Primeiro entrave: o sistema não previa a possibilidade de uma mulher preservar uma amostra de esperma. Por sorte, Daniela ainda não tinha mudado os documentos. Outro entrave: o sistema não aceitava um diagnóstico de saúde mental. Daniela foi ao gabinete do cidadão explicar o seu caso. Ao fim de seis meses, conseguiu por fim preservar gâmetas.

Decorria Fevereiro de 2016. No ano seguinte, seis pessoas trans deram o mesmo passo. No ano seguinte, outras quatro. No ano seguinte, outras 12. Contando com as 17 que o fizeram este ano, o Conselho Nacional soma 160.

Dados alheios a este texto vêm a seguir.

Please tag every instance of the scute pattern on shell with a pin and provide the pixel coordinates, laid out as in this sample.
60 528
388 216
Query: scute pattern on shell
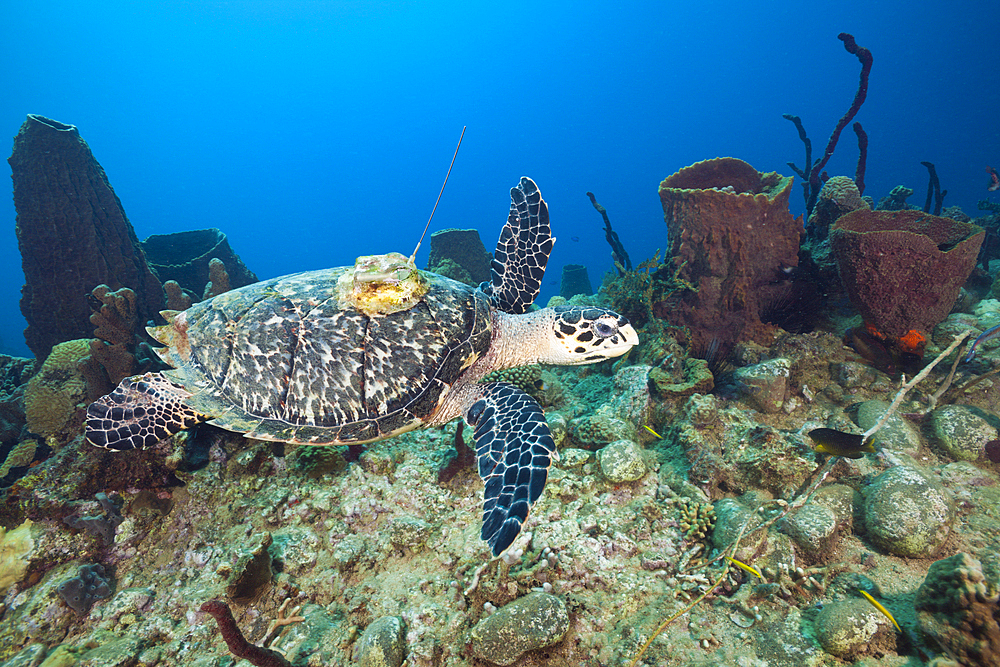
283 360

Alberto Barros, membro do conselho e director do Centro de Genética da Reprodução Prof. Alberto Barros, aventa duas hipóteses. “Por um lado, há cada vez mais informação. Por outro, não me passa pela cabeça que a intervenção médica não inclua informar as pessoas sobre a possibilidade de preservação dos gâmetas. Há um dever de informação que o médico tem de cumprir. As pessoas têm direito de decidir.”

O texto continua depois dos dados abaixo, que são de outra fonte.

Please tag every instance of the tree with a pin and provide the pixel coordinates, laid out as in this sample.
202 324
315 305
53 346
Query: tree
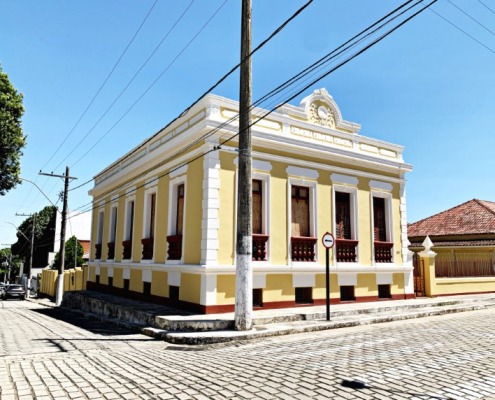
44 237
73 254
12 139
9 266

O órgão regulador não esclarece quantas pessoas trans usaram tecidos preservados em procedimentos de procriação medicamente assistida. Mas já antes tinham recorrido a inseminação artificial casais formados por um homem trans com processo de transição concluído e mulher cisgénero, isto é, que se identificam com o género atribuído à nascença, em cujo útero fora depositado esperma de um dador.

Vladimiro Silva, director científico de três centros autorizados a executar técnicas de procriação medicamente assistida, tem lidado com alguns destes casos. Ainda há três semanas, uma mulher trans pediu para preservar esperma, dizendo que pensa usá-lo no futuro, com a namorada.

“Temos sempre de validar com o Conselho Nacional de Procriação Medicamente Assistida, porque muitas vezes não é claro, há muita complexidade associada”, diz.

Ocorre-lhe um exemplo autorizado, envolvendo um casal formado por uma mulher e um homem trans. “O casal pretendia realizar a técnica de fertilização recíproca. A pessoa com identidade masculina e aparelho reprodutor feminino faria a estimulação ovárica. Os seus ovócitos, depois de fertilizados, seriam transferidos para o útero da companheira.”

Também lhe vem à memória um exemplo não autorizado, envolvendo um homem cis e um homem trans. “A pessoa com identidade civil masculina e órgãos sexuais femininos queria engravidar e o conselho não autorizou. Argumentou que estas técnicas se destinam apenas a casais heterossexuais, mulheres sem parceiro e casais de mulheres.”

Alberto Barros explica que as situações fora do comum “carecem de análise individual”. Até “ficou na legislação que os directores dos centros têm direito de exigir avaliação psicológica dos beneficiários”.